O que demonstro neste texto é um desinteresse por aqueles que administram a cidade, pois entendem a cidade por aqueles únicos cifrões enviados pela União, jamais saberão que é possível arrecadar outros recursos através de inscrição de projetos nas leis de incentivos à cultura, através de parcerias com empresas que pudessem pensar em alternativas artísticas, mas não, percebe-se uma cidade escura, seja no sentido urbano da palavra, como no sentido cultural de ser.

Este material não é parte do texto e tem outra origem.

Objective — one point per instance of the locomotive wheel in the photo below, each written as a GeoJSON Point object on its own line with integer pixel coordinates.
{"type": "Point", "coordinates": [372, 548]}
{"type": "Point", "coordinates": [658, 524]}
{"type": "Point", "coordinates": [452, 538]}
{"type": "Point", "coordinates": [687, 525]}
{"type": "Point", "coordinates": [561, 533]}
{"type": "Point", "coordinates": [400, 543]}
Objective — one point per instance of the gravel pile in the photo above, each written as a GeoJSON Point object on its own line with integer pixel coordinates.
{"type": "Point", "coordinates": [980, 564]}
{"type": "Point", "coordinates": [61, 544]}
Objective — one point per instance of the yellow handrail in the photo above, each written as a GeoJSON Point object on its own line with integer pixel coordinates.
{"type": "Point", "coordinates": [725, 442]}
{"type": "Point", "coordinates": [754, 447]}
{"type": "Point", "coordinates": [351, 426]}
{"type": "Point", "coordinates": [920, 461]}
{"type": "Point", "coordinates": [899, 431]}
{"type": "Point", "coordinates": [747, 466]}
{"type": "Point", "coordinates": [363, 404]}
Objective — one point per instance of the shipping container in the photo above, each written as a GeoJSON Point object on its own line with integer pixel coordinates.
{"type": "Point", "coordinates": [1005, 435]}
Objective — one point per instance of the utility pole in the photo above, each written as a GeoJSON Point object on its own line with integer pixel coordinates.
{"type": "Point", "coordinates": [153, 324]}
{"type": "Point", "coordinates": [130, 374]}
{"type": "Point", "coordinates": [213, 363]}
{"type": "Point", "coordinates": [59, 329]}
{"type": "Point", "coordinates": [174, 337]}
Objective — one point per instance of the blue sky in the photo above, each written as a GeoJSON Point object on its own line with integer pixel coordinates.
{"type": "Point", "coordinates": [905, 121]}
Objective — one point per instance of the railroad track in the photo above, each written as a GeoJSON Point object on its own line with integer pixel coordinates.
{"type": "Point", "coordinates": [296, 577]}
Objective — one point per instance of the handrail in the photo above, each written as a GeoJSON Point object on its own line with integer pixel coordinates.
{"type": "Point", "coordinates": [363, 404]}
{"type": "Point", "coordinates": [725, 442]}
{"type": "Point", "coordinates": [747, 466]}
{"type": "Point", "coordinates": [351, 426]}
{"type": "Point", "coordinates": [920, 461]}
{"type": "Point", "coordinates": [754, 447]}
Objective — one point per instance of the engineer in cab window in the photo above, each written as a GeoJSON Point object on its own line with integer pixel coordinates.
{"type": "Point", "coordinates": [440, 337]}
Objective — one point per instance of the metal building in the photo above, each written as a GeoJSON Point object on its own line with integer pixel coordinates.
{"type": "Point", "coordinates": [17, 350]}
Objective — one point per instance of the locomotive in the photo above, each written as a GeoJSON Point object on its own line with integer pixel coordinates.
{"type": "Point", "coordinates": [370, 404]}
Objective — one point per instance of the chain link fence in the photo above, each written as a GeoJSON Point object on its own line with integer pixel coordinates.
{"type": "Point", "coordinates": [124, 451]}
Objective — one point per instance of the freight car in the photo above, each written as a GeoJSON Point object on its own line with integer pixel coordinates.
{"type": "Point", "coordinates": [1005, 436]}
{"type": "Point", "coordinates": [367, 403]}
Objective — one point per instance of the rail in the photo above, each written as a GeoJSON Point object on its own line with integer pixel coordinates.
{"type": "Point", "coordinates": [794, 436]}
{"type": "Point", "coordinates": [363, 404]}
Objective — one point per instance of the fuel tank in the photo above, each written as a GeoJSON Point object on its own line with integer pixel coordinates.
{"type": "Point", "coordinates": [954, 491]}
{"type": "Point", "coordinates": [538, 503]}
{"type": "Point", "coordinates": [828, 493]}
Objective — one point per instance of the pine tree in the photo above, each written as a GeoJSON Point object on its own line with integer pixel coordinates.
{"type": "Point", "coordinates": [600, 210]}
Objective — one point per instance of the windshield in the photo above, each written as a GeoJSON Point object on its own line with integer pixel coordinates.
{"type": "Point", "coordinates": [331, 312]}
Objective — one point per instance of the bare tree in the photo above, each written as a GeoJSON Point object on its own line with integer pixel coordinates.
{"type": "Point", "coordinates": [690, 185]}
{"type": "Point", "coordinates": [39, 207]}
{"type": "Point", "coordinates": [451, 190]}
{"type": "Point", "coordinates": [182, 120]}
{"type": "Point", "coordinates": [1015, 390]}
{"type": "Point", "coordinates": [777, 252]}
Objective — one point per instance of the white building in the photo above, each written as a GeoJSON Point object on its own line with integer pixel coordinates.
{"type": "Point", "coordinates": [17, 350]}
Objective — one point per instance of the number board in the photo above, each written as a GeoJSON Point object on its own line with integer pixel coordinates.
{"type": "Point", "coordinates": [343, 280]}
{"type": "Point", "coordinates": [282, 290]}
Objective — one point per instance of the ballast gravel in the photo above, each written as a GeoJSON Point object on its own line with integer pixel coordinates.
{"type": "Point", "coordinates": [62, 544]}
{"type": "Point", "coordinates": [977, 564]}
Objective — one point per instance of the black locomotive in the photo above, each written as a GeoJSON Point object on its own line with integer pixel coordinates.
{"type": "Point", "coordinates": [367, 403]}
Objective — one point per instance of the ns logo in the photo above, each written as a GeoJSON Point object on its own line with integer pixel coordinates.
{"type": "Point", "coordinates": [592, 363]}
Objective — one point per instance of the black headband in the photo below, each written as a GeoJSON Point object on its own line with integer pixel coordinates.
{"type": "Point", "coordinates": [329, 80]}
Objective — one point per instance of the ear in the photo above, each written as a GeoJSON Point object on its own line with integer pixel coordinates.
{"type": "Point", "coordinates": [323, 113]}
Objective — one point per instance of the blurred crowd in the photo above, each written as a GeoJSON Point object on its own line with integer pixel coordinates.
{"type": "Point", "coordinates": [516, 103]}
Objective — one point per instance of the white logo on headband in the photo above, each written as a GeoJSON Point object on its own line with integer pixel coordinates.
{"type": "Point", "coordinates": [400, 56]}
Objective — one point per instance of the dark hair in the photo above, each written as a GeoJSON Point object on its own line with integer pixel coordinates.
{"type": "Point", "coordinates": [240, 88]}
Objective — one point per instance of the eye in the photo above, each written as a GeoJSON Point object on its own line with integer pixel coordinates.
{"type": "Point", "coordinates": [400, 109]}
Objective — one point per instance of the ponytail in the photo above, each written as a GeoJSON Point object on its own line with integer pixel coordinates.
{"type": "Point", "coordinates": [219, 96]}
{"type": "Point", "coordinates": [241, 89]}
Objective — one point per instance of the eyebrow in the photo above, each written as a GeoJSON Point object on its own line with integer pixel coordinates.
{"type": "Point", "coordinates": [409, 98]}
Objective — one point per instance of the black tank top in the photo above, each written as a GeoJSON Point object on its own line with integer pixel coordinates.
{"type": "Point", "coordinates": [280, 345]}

Propor alguma coisa para cidade. Isso é importante. Penso eu. Mas, além de propor você precisa gerir até o encontro, para no fim, compreender que, aquilo que você propõe de alternativa cultural para a cidade não corresponde aos efeitos idealistas daqueles que a governam, pois investir em oficinas de teatro, peças, dança, música, “não rola” tem o carnaval, tem o evento x, y e z, e de certa maneira, os inúmeros zeros precisam ser contabilizados para uma grande massa. Dessa maneira, a costura de uma sociedade é pensada através de uma agulha, cuja perfuração dar-se-á pelos que governam, pois os pontos se dão em áreas de interesse, e o discurso, do “vamos fazer cultura” condiciona apenas ao crivo daquilo que acham justo investir.

A escrita não parte de um desabafo, mas sim por identificar o como a área da cultura é pensada como segundo plano, não basta colocar um secretário ou pensar em fazer isso ou aquilo, se o mesmo não pode tomar decisões que sejam importantes para urbe, pois o crivo final é de alguém que não entende o sentido de identidade cultural. Por isso, quando artistas, estudantes, educadores fazem propostas que são pensadas e oferecidas com fins de pensar em educação, pois cultura também é educação. Recebem não. Não a cultura. O teatro recebe não. Não para apoiar um projeto de lei. Não para apoiar uma oficina. Não para música. Não para criação de grupos artísticos. Não, não, não… não ao desenvolvimento cultural. E sim para violência. Sim para os bandidos. Sim para não segurança… Pois cidade sem planejamento cultural é dar ênfase aos problemas sociais, como diria Stuart Hall, a conjugação entre sociedade e sujeito se dá no efeito cultural.

Enquanto as pessoas pensarem em uma cidade por meio de minúcias, sejam econômicas ou partidárias, perceberão uma única coisa, se fixarão no tempo. Outra coisa, o que precisa nessas cidades são de pessoas que pelo menos passaram pelas Escolas e entendam o sentido de cultura, no mais basilar que seja. Mudanças e diferenciações só se dão através de cultura, pois o sujeito que se entende parte desse fazer, encontra-se um sentido amplo de unificação entre social e cultural. Aí perceberemos uma cidade com mudança. Cidade sem cultura é cidade morta.

 

Carlos Alberto Ferreira,

é produtor cultural e professor de artes.